On Wednesday, Jan. 23, Jordanians will head to the ballot to cast their votes in the first parliamentary elections there since the beginning of the Arab revolutions. Islamists, liberals and a large number of opposition civil forces, however, are boycotting the elections.
While the Jordanian government greatly relies on the results of these elections and seeks to make them a starting point for extensive reform in its fight against corruption, political observers and analysts think that the elections won’t offer anything new, and that the next Jordanian parliament will be a replica of the map of the previous parliament. Moreover, they believe that the competition over the 150 parliamentary seats will be restricted to clans and conservatives (those close to the government), while parliamentary representation within the big cities, mainly populated by Palestinians and where large numbers of the Muslim Brotherhood live, will decline in favor of the rural regions that have a tribal composition.
According to left-wing activists, the percentage of seats that the participating leftist and national parties obtain will reveal the weakness of these entities, and the future parliament will keep a “special leftist quota,” just like the previous one.
In this respect, leftist activist Fakher Daas told Al-Hayat that “the parties supporting the leftist opposition will not get more than one seat at most, due to the weakness of their material components.” Daas said that the current electoral law “hugely contributes to weakening the chances of factional candidates and strengthening the tribal forces and independents.” The five participating leftist and national parties received one seat in the previous parliament, but they regularly express their hopes of increasing their share in the new parliament.
Head of Al-Quds Center for Political Studies Oraib al-Rantawi told Al-Hayat that “the core of the new parliament won’t be different from the other parliaments, especially since more than two-thirds of the parliament’s seats will be elected according to the one-vote law.
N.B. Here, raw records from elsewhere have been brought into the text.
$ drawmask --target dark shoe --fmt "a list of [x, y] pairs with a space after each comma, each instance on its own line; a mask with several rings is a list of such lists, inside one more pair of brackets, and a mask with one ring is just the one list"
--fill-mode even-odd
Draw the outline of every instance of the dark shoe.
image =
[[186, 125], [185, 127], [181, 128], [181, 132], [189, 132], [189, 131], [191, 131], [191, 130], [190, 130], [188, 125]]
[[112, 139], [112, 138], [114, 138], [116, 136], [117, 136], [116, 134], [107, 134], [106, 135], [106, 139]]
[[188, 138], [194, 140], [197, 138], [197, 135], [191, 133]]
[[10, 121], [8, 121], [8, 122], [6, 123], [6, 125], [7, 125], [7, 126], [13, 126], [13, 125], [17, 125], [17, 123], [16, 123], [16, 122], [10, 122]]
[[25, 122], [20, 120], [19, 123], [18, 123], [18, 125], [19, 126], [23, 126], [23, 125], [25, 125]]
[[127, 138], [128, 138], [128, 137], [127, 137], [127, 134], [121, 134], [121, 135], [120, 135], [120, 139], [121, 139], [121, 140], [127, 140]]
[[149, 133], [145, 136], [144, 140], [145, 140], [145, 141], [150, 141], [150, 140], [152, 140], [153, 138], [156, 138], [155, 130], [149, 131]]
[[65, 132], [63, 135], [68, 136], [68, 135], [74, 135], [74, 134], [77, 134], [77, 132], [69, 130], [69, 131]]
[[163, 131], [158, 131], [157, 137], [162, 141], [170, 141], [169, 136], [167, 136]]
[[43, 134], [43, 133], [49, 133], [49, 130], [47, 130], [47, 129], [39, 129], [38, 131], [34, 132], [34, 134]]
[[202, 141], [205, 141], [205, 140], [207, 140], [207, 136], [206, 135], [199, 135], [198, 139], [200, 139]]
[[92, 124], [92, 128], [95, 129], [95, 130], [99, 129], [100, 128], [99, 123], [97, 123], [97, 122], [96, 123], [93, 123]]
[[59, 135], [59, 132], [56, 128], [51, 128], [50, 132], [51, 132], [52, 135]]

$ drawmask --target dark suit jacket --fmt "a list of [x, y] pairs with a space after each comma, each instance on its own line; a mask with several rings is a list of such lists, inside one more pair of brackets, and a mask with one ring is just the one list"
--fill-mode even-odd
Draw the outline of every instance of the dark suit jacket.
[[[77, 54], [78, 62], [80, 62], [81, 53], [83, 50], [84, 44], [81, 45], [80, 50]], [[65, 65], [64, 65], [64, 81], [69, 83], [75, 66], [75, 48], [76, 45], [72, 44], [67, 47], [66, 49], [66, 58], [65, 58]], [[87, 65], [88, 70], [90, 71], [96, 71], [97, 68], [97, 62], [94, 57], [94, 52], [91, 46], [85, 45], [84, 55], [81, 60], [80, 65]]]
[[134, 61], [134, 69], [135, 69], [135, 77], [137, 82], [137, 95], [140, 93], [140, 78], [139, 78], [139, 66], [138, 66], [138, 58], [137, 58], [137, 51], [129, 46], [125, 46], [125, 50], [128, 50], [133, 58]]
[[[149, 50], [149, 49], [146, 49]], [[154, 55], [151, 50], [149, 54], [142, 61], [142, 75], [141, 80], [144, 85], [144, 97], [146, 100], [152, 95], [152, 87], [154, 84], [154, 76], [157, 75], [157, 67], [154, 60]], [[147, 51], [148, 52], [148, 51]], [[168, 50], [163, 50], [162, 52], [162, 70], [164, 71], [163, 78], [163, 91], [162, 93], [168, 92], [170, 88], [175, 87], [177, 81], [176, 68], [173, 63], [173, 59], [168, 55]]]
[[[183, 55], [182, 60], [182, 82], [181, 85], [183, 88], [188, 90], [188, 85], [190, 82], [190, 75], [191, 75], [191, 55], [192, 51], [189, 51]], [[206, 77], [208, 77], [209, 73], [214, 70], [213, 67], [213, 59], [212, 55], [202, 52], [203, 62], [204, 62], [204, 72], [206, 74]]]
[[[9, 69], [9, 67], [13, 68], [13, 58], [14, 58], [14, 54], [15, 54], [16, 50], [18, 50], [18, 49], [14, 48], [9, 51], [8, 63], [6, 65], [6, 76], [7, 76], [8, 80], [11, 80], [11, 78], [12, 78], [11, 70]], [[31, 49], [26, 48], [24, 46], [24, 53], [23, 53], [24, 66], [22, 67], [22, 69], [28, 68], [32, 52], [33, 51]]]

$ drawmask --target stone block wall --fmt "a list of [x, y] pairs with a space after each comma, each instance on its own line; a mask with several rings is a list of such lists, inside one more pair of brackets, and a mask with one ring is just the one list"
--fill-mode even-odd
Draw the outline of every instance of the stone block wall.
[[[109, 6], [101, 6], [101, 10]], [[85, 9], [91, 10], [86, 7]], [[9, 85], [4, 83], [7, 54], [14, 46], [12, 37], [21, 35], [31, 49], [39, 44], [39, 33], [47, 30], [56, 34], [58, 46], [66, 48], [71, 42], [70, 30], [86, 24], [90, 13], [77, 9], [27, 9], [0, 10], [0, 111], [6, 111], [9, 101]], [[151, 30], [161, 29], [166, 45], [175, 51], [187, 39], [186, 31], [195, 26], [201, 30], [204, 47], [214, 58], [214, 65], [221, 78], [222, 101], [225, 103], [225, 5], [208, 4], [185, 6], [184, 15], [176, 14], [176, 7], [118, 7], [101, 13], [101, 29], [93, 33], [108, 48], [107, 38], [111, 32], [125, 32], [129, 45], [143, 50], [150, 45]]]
The wager on the electoral lists won’t do any good, mainly because some official estimates indicate that the biggest electoral list will obtain three to five seats at best.” Oraib added, “We have to expect the success of a big number of figures from the previous parliament. I believe that the new legislative entity will include MPs for services, tribes and clans.”
However, government spokesperson Minister Samih al-Maaytah thought that “the future parliament will perform well and will play exemplary roles.” Speaking to Al-Hayat, he said, “This parliament will assume power amidst highly critical political conditions and remarkable public-movement activity demanding reform and a fight against corruption. All of these factors will push the parliament to do its best. We must be fair, though. The previous parliament didn’t do an absolutely terrible job, but we must also admit that the social dimension still prevails over Jordanian society, and that factional life is still weak and nascent.”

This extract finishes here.